Showing posts with label egg tempera. Show all posts
Showing posts with label egg tempera. Show all posts

Monday, February 04, 2008

Portrait in tempera


To zoom in on the details in this painting click here.


Here's a photo of a painting that I did in two sessions last week. The first layer is a tempera and the second is oil. One over the other. The basic ingredients of the tempera and the oil are the same. Except that the tempera has the egg added. You do it all yourself, from dissolving the resin, mixing the ground pigment to thickening the oil in the sun for a few weeks. It's that process of being in touch with the materials that makes the painting very personal.
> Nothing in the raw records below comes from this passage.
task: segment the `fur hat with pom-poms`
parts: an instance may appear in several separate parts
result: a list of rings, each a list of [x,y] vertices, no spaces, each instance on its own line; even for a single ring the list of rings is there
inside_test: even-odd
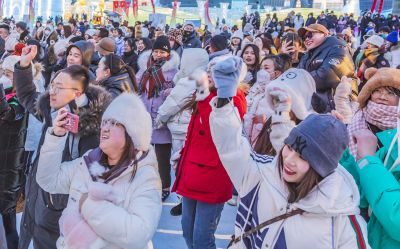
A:
[[[119,95],[107,107],[102,119],[114,119],[121,123],[131,137],[135,149],[149,150],[152,121],[142,100],[136,94]]]
[[[376,69],[370,67],[365,70],[364,76],[368,81],[358,94],[360,109],[367,105],[368,99],[374,90],[385,86],[400,89],[400,69],[390,67]]]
The model was very pleased with the painting too and took a photo of me at work. He's asked me not to post a photo of him beside it but I'm sorely tempted. Anyway here is the painting. It's not finished. There is more to do on it but I want the current paint to dry first, in a couple of weeks.

Tuesday, November 27, 2007

Icons




Yesterday, after setting up in the atelier in Bastile, I visited two exhibitions that I had been curious about. One was in Nation. An exhibition by an Icon Painter who studied in Greece. The exhibition took place in a small gallery on the second floor of the Centre Culturel Franco-Japonais, 8 Passage Turqueti, 75011 Paris. Metro -Nation. The artist is Dominique Groffe.

The artist has reproduced paintings of icons on wood using gold and tempera (egg). I'm interested in this because it's a subject that I'm studying at the moment. By doing the course you learn an enormous amount about the history of painting (as far back as the Egyptians) and you discover some of the most unlikely mediums with which you can paint and which last for thousands of years.

Although I like the artists ability to recreate the icons of past artists, I didn't see anything new being explored in the work. Creating an icon where the subject is religious is like a prayer for many people. A meditation and study of past works and as such gives a great deal of personal pleasure. The original images are full of hidden meanings as well and were not merely decorations. So that is also a study of history in itself.

It's fantastic to see this kind of work still being done. Otherwise it just disappears forever.